Hypothesis testing is a statistical method used to evaluate whether a hypothesis about a population parameter is supported by the available evidence from a sample of data.
The process involves formulating a null hypothesis, which is a statement of no effect or no difference between two groups, and an alternative hypothesis, which is a statement that there is a significant effect or difference. Then, a significance level (alpha) is chosen to determine the threshold for rejecting the null hypothesis.
Next, a test statistic is calculated from the sample data, which measures how far the observed data deviates from what would be expected under the null hypothesis. This test statistic is compared to a critical value determined from the chosen significance level and degrees of freedom.
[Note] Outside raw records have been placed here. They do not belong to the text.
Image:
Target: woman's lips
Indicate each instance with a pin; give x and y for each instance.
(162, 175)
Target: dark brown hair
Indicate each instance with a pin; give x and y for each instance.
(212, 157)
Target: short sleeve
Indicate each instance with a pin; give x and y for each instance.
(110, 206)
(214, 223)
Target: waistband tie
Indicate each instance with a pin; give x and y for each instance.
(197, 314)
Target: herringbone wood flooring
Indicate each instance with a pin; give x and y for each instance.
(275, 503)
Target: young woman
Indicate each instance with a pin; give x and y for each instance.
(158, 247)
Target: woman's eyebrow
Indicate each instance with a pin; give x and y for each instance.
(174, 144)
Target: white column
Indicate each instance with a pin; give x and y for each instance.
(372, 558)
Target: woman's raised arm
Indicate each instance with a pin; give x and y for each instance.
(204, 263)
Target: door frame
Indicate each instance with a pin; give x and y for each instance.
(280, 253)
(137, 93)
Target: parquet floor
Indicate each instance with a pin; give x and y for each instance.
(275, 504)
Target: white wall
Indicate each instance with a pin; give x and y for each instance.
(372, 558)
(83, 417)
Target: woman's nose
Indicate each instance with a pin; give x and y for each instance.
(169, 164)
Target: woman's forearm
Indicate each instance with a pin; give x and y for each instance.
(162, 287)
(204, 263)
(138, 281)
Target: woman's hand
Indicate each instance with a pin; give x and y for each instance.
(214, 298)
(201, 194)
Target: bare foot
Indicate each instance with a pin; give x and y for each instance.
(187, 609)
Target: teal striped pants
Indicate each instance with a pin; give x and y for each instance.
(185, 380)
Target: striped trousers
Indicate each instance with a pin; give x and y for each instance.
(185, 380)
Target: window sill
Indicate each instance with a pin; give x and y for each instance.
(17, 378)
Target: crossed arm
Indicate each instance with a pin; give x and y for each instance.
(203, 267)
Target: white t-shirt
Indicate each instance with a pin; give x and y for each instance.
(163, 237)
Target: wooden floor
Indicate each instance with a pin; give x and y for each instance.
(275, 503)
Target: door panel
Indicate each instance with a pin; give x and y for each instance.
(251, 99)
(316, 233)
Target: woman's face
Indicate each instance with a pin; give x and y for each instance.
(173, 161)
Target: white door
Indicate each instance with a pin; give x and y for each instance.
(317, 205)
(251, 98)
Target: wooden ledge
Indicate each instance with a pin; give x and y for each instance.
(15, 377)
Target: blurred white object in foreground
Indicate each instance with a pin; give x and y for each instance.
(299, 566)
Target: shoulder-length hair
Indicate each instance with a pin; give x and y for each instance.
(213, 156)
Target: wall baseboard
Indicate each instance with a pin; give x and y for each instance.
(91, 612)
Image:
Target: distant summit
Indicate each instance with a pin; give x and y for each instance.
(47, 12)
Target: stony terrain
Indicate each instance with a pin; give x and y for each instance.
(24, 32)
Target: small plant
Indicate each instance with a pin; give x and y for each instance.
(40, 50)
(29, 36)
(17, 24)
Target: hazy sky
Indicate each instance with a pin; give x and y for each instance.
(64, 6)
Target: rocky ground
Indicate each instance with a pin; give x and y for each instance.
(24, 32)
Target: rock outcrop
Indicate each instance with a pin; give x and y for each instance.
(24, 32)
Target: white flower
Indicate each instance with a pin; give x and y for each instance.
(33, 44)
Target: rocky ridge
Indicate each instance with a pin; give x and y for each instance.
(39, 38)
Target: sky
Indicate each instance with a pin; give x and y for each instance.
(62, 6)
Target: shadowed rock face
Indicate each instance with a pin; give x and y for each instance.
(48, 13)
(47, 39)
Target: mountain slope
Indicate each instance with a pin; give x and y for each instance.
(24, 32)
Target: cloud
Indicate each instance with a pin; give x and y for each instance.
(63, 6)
If the test statistic is greater than the critical value, then the null hypothesis is rejected in favor of the alternative hypothesis, and it is concluded that there is evidence to support the hypothesis. If the test statistic is less than the critical value, then the null hypothesis is not rejected, and it is concluded that there is not enough evidence to support the hypothesis.
It is important to note that hypothesis testing cannot prove a hypothesis to be true, but rather it can only reject or fail to reject the null hypothesis. Additionally, the results of hypothesis testing depend on the assumptions made about the data and the statistical test used, and therefore, it is important to carefully consider the appropriateness of these assumptions before interpreting the results.